In the intense theatre of World War II, innovation took center stage. Nations scurried to out-innovate each other, aiming for supremacy in the skies. Among the remarkable innovations to emerge from this crucible was the Akaflieg Berlin B9, an audacious dive bomber from Germany that dared to challenge existing norms. This aircraft utilized unconventional methods to tackle the debilitating effects of G-forces on pilots. A solution, quite radical for its time; an aircraft that deviated from the standard pilot seating arrangement by placing them in a prone position.
This revolutionary idea had its roots in a student research group called Aquaflig Berlin, established in 1920. The group shifted its focus to military projects during the war, but the true inspiration came from a Stuttgart-based group. They crafted a prone-position glider, the FS-17, which could withstand up to 14 G’s. This foundational work paved the way for Aquaflig Berlin’s undertaking, leading to the B9 prototype in early 1943.
Beneath the Hood
The B9, with its distinctive glass nose and canopy, was not only innovative in terms of the pilot’s seating but also in its construction.
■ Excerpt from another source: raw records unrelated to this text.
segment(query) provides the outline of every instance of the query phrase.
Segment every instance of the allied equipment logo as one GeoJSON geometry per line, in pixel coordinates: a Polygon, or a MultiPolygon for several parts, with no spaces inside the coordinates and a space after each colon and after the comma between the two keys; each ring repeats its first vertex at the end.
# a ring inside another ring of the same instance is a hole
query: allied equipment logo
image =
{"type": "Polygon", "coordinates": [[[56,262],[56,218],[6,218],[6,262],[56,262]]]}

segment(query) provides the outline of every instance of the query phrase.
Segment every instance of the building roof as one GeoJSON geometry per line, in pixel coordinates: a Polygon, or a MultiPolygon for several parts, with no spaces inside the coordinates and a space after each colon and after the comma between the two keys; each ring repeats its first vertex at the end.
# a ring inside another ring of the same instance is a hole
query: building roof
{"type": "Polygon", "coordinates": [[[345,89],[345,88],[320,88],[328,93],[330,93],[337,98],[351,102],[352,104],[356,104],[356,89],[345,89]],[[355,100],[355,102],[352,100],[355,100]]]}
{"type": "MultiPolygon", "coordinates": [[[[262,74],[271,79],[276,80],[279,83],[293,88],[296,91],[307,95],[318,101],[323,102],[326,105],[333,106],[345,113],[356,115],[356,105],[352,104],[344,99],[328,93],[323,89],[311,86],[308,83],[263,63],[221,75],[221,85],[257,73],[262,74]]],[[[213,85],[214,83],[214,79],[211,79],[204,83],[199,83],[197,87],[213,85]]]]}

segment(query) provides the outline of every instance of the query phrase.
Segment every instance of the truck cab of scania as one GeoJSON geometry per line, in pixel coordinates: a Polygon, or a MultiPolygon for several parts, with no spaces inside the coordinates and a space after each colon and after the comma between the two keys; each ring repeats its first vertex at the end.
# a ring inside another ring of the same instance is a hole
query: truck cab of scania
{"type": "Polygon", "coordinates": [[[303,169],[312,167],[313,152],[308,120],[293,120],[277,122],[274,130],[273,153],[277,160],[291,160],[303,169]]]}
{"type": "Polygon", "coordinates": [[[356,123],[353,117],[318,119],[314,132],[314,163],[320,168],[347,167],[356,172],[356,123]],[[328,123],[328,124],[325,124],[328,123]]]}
The bird housed twin Hirth HM 500 engines beneath each wing, each delivering 105PS, allowing for a robust power output. The aircraft combined a mix of trapezoidal steel, wood, canvas, and doralemon sheets for a sturdy build. This ensemble ensured the aircraft could achieve speeds of up to 160 mph, contrary to the initial estimates of 250 mph.
The fully glassed nose was instrumental for pilots since the prone position meant their gaze would naturally incline downward. It was complemented by a chin rest for added visibility. Meanwhile, the cockpit controls were smartly positioned on either side, with foot controls for rudders and brakes. The engine instruments were stationed behind the pilot and could be viewed through a mirror, a nod to the craft’s innovative design ethos.
Beyond its physical specs, what set the B9 apart was its resilience against G-forces. The prone position allowed pilots to withstand a staggering 8.5 G’s without any detrimental effects. In real-world terms, this meant pilots could engage in high-speed maneuvers without risking health hazards tied to blood displacement, from temporary vision loss to more severe conditions.
While the B9’s performance was admirable, its maximum speed fell short of the initial projections. The plane could only clock between 140 and 160 mph. Nevertheless, its G-force resistance was groundbreaking, and the design truly showcased the aircraft’s prowess.
Lessons from the B9
Despite its promise and groundbreaking design, the B9’s reign was short-lived. Testing ground to a halt by October 1943. Though the exact reasons remain clouded in history, the war’s shifting dynamics likely played a role. As Germany found itself increasingly cornered, resources were likely diverted to more immediate defense needs rather than the further evolution of the B9.
Following the war’s end, the B9 likely met its demise at the hands of U.S forces. However, its legacy as a vanguard of aviation innovation remains. While the prone pilot position didn’t become a staple in aircraft design, the B9’s spirit of innovation and willingness to push boundaries is a lesson for all eras. It underscores the importance of constantly reimagining, testing, and evolving—even against the backdrop of a global conflict.